My first match would be between Fred “Ethernet killer” ATM-to-the-desktop and Charlie “IP killer” Novell IPX. This battle between ex-pretenders (in both senses of the word) to well-established kingdoms pits two accomplished money sinks against each other. The winner of this fight would get to take on Lou “Pure Blue” Token-Ring, once the darling of the business world and now a fading memory.
The second match would feature Ellen “QoS Jr.” APPN and Mary “I’m official” OSI protocol suite. APPN, once the heir apparent to the original “Mr. QoS” (IBM Corp.’s mighty SNA), would come out of retirement just for this match. The OSI protocol suite, last seen in requests for proposals from the U.S. Federal Aviation Administration, was once world famous as the technology that governments loved to love, but now is seen mostly in network theory classes. This would be a fight to the death, if the contenders were not already effectively dead.

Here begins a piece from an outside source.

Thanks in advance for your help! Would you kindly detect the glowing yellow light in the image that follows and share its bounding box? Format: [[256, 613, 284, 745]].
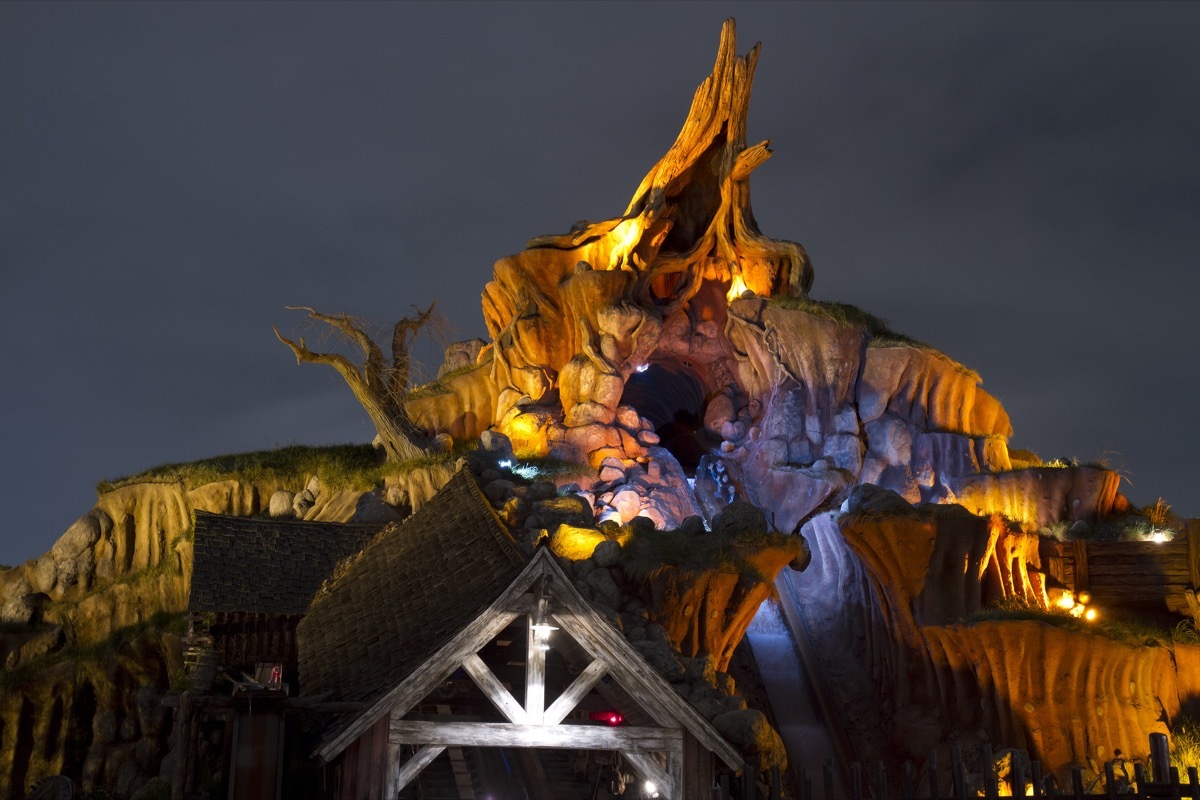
[[1149, 530, 1170, 544], [1077, 591, 1092, 605], [1084, 608, 1098, 622], [1056, 594, 1076, 611], [1069, 604, 1086, 618], [727, 272, 749, 301]]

The highlight of the show would be a tag-team event with four of the biggest lights of the Internet boom era. Team Irrational would include the Pets.com sock puppet, representing the dozens of business-to-consumer ventures that thought Super Bowl ads could replace rational business models, and Joe “Bell Beater” CLEC, fronting for all those who thought that playing to the stupidity of the incumbent telephone companies was a license to print money. This fine team would face Team Exuberance, consisting of “Ms. Walled Garden” WAP, still pretending that a part of something that looks sort of like the Internet is better than the Net itself, and Billy “I’ll do it for you” ASP, whose future depended on fast networks and expensive disks. This bout would be all the more interesting because most of the players have not figured out the state they are actually in.
Well, that was fun, and only disappointing in the number of well-qualified candidates for inclusion that had to be dropped for lack of space.